ラブレス(桜木紫乃)

ラブレス

ラブレス

途中で止まらなくなって夜中までかかって読み終えた。作品の濃密さにただただため息。こういう作品に出会えることはあんまりない。
説明しづらい内容。死期の近づいた百合江という女性の一生を、彼女の娘とそのいとこの記憶を絡めながら描かれた作品。
百合江の人生を、彼女の娘たちが辿る、というのは正確ではない。作者目線での百合江の人生は物語の本流としてあり読者はそれを知っているが、百合江の娘たちはそれを知らない。百合江のことは、自分たちの記憶にある、あくまで百合江の一面だけだ。その距離は埋まることは無い。でも現実ってそうだよね。
そうして描かれる百合江の人生が、取り立てて波瀾万丈なわけではない、と思う。もちろん開拓地のとんでもない貧乏に生まれ育ったし、その後の人生も幸せとは言えず、苦労と不幸を背負った人生だったと思う。が、時代のせいと言える部分もあるし、最後は仲違いしていたとはいえ、実の妹は近くに住んでいたし、こちらも交流は薄れていたが娘もいる。
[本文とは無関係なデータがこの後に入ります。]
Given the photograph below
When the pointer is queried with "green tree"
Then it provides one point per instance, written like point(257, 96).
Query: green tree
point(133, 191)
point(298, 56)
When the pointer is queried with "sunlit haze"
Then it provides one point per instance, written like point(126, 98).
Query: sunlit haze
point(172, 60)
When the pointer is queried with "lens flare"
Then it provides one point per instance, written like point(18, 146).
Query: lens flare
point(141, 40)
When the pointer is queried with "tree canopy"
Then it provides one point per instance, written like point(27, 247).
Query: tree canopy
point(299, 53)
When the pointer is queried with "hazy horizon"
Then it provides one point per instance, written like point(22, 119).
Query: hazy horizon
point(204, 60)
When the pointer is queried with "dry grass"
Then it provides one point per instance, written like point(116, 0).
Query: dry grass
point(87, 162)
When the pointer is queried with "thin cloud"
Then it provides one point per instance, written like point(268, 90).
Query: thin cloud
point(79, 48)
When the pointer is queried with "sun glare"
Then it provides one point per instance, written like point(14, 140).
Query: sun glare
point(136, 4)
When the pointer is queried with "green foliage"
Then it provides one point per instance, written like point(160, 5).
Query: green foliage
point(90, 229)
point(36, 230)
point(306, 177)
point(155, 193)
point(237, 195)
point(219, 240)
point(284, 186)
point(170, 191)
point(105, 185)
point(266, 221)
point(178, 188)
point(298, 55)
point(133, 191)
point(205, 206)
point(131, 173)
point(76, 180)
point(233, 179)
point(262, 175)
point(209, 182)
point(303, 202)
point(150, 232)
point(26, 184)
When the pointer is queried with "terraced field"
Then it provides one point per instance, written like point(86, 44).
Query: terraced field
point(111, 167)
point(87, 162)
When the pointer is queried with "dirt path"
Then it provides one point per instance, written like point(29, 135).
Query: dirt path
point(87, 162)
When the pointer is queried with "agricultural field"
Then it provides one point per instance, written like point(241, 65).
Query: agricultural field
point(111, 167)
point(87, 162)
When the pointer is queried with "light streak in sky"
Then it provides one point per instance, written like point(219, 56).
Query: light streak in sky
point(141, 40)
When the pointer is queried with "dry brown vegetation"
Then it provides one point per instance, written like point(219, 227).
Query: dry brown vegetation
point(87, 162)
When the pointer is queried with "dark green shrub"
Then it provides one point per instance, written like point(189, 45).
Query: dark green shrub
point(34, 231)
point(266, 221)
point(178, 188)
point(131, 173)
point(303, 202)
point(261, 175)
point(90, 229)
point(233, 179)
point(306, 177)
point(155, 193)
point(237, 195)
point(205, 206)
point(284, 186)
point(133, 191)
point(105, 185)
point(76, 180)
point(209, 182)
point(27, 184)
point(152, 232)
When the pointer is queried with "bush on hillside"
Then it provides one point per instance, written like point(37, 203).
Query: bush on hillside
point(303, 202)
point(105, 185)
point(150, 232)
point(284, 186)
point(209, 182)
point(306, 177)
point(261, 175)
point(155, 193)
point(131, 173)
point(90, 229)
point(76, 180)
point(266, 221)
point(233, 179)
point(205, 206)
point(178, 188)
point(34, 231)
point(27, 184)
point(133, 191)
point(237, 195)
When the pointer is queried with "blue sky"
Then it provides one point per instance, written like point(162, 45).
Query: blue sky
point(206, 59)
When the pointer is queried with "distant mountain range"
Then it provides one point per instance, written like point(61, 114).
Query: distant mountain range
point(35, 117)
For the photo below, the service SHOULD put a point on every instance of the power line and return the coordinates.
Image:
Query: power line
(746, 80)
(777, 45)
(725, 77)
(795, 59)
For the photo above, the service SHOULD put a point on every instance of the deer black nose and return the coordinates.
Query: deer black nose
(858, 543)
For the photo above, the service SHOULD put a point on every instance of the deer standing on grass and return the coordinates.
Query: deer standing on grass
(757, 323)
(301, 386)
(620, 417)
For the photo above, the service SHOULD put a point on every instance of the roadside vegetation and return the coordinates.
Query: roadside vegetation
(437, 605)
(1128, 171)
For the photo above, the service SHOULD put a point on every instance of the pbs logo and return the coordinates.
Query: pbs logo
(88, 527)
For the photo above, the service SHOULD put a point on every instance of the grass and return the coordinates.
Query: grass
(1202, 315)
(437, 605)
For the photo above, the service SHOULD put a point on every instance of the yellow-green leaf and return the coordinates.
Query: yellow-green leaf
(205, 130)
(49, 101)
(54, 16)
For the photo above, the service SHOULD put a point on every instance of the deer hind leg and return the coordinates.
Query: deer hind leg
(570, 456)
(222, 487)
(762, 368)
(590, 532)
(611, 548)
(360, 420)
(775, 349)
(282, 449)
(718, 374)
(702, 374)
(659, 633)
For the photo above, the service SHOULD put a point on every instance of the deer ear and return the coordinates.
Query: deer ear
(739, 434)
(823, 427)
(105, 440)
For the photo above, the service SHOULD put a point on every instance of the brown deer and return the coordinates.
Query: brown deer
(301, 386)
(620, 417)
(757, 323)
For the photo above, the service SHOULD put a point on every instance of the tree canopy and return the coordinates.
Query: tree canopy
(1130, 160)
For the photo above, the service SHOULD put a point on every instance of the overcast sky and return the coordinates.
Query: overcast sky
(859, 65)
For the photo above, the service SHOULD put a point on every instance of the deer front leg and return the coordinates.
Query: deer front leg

彼女の人生は孤独だけではなかったはずだ。
そしてまた百合江自身も、特別な人間ではない。歌手に憧れて旅一座に入ったり、父親のいない子供を産んだりと、流されやすい一面はあったかもしれないが、身の丈はわきまえた人だった。きちんと働き、目の前のことはできるだけしてあげようという人だった。
ではなぜこの小説がこんなに面白かったのか?
それはひたすらにこの物語が「別れ」の物語であるからだと思う。何度も訪れる親との別れ、故郷との別れ、男との別れ、尊敬する人との別れ、そして何よりも身を切られる、子供との別れーーー。きっと人が生きていく中で、「別れ」ほどに痛みを伴うものが他にないんだと思う。だからそれはより印象深い。そしてその「別れ」を常に予感させ、実際に「別れ」を畳み掛けるこの物語は、ただひたすらに引きつけられる。共感を呼ぶ。
今のところ考えられるこの作品の魅力は「別れ」だが、また再読して考えてみたい。


脱線ですが、ちょっとね、タイトルが損してる気がしなくもない。読み終えてみるとこのタイトルも意味深に思えるのだけど、どうしても「LOVE」って付いちゃうと生っぽい恋愛小説をイメージして手に取る人が少なくなりそう。。。